No rules work

workino · August 29, 2013, 10:16am

Hello to everyone,
this is my rules:

Flags: X - disabled, I - invalid, D - dynamic
0 chain=output action=drop connection-state=new dst-address=8.8.8.8

1 X ;;; Allow Established connections
chain=input action=accept connection-state=established in-interface=Unidata

2 ;;; Drop Invalid connections
chain=input action=drop connection-state=invalid in-interface=Unidata

3 chain=input action=accept protocol=tcp in-interface=Unidata dst-port=23

4 chain=input action=accept protocol=icmp src-address=77.73.57.160 in-interface=Unidata

5 chain=input action=accept protocol=gre in-interface=Unidata

6 chain=forward action=accept protocol=tcp in-interface=Unidata dst-port=21

7 chain=forward action=accept protocol=tcp in-interface=Unidata dst-port=81

8 ;;; ssh Jabber Server
chain=forward action=accept protocol=tcp in-interface=Unidata dst-port=220

9 ;;; ssh centralino
chain=forward action=accept protocol=tcp in-interface=Unidata dst-port=221

10 chain=forward action=accept protocol=tcp in-interface=Unidata dst-port=443

11 chain=forward action=accept protocol=tcp in-interface=Unidata dst-port=902

12 chain=input action=accept protocol=tcp in-interface=Unidata dst-port=1723

13 chain=input action=accept protocol=tcp in-interface=Unidata dst-port=8291

14 chain=input action=accept protocol=tcp dst-port=8291

15 ;;; openfire web admin
chain=forward action=accept protocol=tcp in-interface=Unidata dst-port=9091

16 chain=forward action=accept protocol=udp in-interface=Unidata dst-port=4500

17 chain=forward action=accept protocol=tcp in-interface=Unidata dst-port=4500

18 ;;; Openfire client port
chain=forward action=accept connection-state=established protocol=tcp in-interface=Unidata dst-port=5222

19 ;;; Openfire SSL client port
chain=forward action=accept connection-state=established protocol=tcp in-interface=Unidata dst-port=5223
20 ;;; Openfire server2server port
chain=forward action=accept connection-state=established protocol=tcp in-interface=Unidata dst-port=5269

21 ;;; Openfire file transfer
chain=forward action=accept connection-state=established protocol=tcp in-interface=Unidata dst-port=7777

22 chain=forward action=accept protocol=udp in-interface=Unidata dst-port=19000-20000

23 chain=forward action=accept protocol=tcp in-interface=Unidata dst-port=5269

24 chain=forward action=accept protocol=tcp in-interface=Unidata dst-port=32400

25 I chain=input action=accept in-interface=AsimSRL

26 chain=input action=jump jump-target=ICMP protocol=icmp

27 chain=output action=jump jump-target=ICMP protocol=icmp

28 chain=ICMP action=reject reject-with=icmp-network-unreachable protocol=icmp

29 ;;; Drop everything else
chain=input action=drop in-interface=Unidata

but neither rule 0 and 29 will work.

i want try to block all ping from internal to wan.

Can anyone help me please?

Thank
Workino

ivtts · August 29, 2013, 3:53pm

I checked the rules (26,28) in itself - as a result I wan `t to ping my router wan (your rules work properly, i recieve message that network is unreachable).

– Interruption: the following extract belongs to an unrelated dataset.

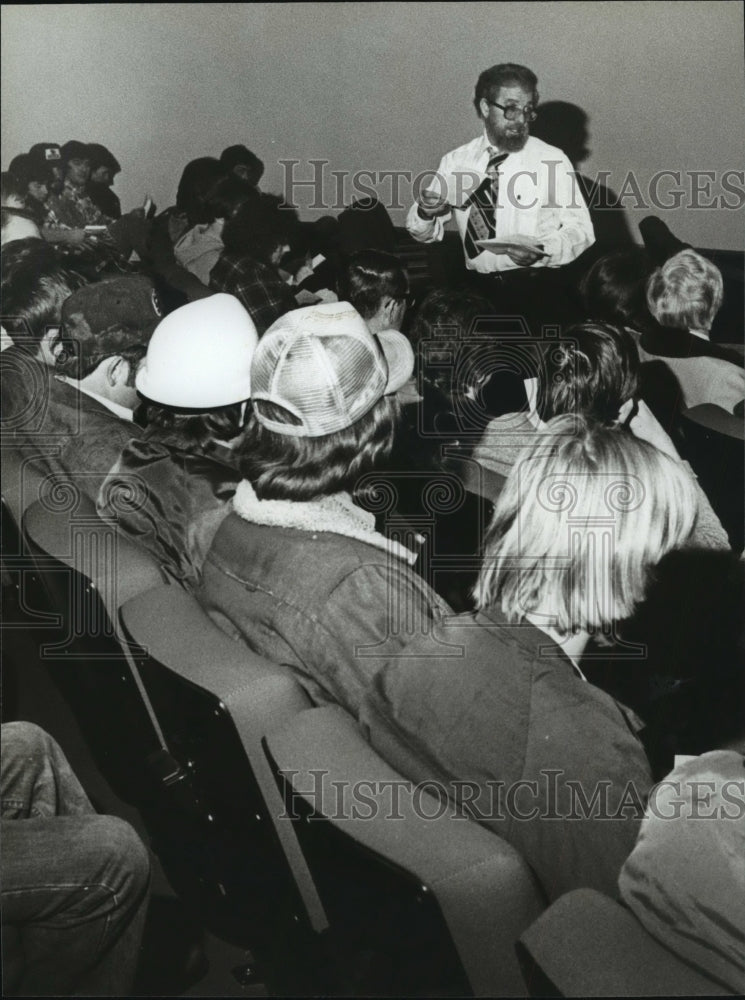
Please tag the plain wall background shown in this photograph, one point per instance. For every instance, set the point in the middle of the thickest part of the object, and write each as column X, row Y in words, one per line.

But if I add your rule 27, i don’t receive any answer (with message time interval exceeded).
You can try to move these rules on the top of your list of rules.
Also you can disable rule 27 (icmp packets already will be rejected in input chain).

Also you have rule 25
25 chain=input action=accept in-interface=AsimSRLthat allow all traffic from interface AsimSRL to router. If AsimSRL is your local interface than icmp will be work, because that rule above rules that forbid icmp packets. Try to move rules 26,28 above that rule or disable rule 25.